Parameters: problem (optimization object) – Object containing fitness function optimization problem to be solved. For example, `DiscreteOpt()` or `TSPOpt()`. pop_size (int, default: 200) – Size of population to be used in algorithm. keep_pct (float, default: 0.2) – Proportion of samples to keep at each iteration of the algorithm, expressed as a value between 0 and 1. max_attempts (int, default: 10) – Maximum number of attempts to find a better neighbor at each step. max_iters (int, default: np.inf) – Maximum number of iterations of the algorithm. curve (bool, default: False) – Boolean to keep fitness values for a curve. If `False`, then no curve is stored. If `True`, then a history of fitness values is provided as a third return value. random_state (int, default: None) – If random_state is a positive integer, random_state is the seed used by np.random.seed(); otherwise, the random seed is not set. fast_mimic (bool, default: False) – Activate fast mimic mode to compute the mutual information in vectorized form.
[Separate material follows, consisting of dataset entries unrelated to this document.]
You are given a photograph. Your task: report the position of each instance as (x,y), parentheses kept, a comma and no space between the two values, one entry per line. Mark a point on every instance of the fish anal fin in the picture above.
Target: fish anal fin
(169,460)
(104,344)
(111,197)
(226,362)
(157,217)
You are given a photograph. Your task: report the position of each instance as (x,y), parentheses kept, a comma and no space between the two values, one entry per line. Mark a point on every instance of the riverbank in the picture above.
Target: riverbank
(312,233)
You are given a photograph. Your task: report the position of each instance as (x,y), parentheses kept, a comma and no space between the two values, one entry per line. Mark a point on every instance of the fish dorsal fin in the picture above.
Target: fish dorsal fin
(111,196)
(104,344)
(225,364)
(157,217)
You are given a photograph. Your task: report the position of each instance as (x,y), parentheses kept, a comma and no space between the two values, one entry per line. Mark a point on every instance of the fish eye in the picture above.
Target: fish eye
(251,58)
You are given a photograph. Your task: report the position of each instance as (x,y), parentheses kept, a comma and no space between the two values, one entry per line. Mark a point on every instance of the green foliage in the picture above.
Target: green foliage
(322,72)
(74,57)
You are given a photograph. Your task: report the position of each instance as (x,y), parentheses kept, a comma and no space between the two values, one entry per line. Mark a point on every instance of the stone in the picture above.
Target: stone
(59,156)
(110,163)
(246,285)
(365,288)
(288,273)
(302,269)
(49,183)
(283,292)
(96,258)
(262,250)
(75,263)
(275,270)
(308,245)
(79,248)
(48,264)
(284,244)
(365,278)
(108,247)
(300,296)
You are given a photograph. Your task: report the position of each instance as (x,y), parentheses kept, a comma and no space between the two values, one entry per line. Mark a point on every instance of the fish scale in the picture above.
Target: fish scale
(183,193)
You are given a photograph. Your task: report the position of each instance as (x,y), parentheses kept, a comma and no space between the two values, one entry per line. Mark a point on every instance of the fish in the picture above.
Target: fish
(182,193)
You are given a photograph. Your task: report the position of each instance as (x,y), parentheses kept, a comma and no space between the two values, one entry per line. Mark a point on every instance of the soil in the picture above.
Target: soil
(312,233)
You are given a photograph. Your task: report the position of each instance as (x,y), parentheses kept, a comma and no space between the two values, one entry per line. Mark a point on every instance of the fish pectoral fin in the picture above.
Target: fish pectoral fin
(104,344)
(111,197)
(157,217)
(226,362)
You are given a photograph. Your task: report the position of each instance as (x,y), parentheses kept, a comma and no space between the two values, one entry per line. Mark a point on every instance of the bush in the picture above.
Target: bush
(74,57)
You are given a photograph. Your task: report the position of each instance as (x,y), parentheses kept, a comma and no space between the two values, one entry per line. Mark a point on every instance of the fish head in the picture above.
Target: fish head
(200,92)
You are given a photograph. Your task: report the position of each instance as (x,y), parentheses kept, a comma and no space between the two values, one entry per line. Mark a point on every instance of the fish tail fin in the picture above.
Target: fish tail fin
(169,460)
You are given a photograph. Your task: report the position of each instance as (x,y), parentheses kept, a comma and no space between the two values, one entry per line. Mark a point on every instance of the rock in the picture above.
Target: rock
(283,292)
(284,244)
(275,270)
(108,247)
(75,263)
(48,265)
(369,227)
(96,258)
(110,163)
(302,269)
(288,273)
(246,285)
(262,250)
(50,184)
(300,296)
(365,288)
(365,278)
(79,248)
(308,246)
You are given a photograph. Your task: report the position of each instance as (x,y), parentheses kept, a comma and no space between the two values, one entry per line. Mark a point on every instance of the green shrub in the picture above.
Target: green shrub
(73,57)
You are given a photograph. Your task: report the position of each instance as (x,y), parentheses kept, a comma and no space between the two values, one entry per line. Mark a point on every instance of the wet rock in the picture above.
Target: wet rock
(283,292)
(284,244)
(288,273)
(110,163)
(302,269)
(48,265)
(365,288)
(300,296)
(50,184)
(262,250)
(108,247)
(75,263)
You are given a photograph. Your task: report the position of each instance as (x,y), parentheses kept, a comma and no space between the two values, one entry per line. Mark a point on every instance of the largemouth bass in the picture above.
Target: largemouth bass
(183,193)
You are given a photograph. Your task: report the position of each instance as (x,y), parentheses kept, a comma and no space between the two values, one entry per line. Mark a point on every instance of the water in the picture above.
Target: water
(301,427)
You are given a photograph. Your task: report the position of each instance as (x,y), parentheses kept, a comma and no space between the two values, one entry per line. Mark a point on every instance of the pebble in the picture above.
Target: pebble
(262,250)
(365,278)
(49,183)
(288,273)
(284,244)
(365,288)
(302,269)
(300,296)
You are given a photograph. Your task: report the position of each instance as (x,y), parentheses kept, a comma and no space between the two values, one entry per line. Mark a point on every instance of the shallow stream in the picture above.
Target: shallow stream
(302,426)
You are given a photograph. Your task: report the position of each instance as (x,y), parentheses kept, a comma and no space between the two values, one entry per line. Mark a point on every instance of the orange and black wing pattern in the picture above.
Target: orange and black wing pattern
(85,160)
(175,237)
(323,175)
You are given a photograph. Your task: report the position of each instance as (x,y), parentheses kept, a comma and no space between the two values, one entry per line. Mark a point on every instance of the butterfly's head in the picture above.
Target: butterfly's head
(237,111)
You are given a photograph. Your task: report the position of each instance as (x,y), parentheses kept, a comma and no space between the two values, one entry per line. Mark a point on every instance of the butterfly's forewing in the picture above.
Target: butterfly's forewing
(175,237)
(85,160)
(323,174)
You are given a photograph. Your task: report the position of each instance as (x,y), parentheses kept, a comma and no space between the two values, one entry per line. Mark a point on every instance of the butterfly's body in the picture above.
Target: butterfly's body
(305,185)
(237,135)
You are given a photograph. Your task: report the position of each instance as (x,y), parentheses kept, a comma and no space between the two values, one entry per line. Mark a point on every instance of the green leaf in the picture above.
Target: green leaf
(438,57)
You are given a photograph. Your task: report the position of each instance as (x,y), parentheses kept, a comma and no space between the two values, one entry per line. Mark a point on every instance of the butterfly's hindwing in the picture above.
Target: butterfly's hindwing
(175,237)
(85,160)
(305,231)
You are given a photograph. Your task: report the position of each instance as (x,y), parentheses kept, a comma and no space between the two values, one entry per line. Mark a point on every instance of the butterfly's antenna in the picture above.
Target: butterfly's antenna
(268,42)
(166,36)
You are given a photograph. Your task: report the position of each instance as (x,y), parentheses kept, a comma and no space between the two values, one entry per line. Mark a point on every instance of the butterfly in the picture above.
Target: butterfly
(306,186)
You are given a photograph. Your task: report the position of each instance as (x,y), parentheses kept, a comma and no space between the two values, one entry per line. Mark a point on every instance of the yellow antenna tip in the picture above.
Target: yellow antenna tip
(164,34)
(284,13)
Faster speed but requires more memory. best_state (array) – Numpy array containing state that optimizes the fitness function. best_fitness (float) – Value of fitness function at best state. fitness_curve (array) – Numpy array containing the fitness at every iteration. Only returned if input argument `curve` is `True`.

References

De Bonet, J., C. Isbell, and P. Viola (1997). MIMIC: Finding Optima by Estimating Probability Densities. In Advances in Neural Information Processing Systems (NIPS) 9, pp. 424–430.

Note

MIMIC cannot be used for solving continuous-state optimization problems.